L. H. Evans, Director-General, Department of Foreign Affairs, South Africa.

  • I couldn't have wished for a better son-in-law as he stood for everything, I hold dear.

Norma Perkins, mother of Elvis's fiancée, Roslyn Perkins.

  • We are grieved that his young life should have ended just when he could have enjoyed the fruits of all his past selfless contribution to our freedom struggle. At least he lived to see the miracle of a democratic South Africa.

Rica Hodgson, Secretary to and on behalf of Walter Sisulu.

  • He was held in high esteem by officials and members of this centre and more particularly by the teaching staff.

D. K. Singh, President, David Landau Community Centre.

In November 1999, Birmingham University, where Elvis studied at the Graduate School of Political Science and International Studies, took the decision to honour him. The Elvis Govender Award was established to be presented annually to the best Master's level student in Diplomacy. The first ceremony marking this event took place in July 2000. Elvis's mother, sister, his fiancée, Roslyn Perkins and many of his close friends attended this event.

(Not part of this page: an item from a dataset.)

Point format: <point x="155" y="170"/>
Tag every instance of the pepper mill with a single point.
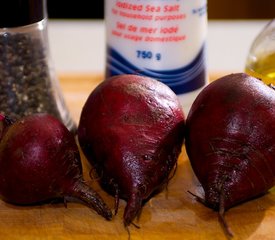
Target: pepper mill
<point x="28" y="81"/>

It was a fitting tribute to a young man who, in his lifetime, encapsulated the best in the new South Africa.

  1. This biography is primarily based on first-hand accounts from immediate family members:
    1. Nora Govender (late) – mother
    2. Deena Govender - elder brother
    3. Anand Govender - younger brother
    4. Vanessa Govender - sister.
  2. Email from Anand Govender to Myron Peter, 14 March 2021, forwarded to SAHO, 14 April 2021
  3. Kevin Toolis, journalist at the Guardian Weekend, 11 November 1998
  4. The Unlikely Rogue, A life with Ivan Pillay, p.129. Evelyn Groenink. Jacana Media (Pty) Ltd, 2020.
  5. Condolence messages received at the funeral:
    1. President Nelson Mandela
    2. L. H. Evans, Director-General, Department of Foreign Affairs, South Africa
    3. Norma Perkins, mother of Elvis's fiancée, Roslyn Perkins.
    4. Rica Hodgson, past Secretary to the late Walter Sisulu.
    5. D. K. Singh, past President, David Landau Community Centre
    6. Dr Dullah Omar (late), Minister of Justice, 1995.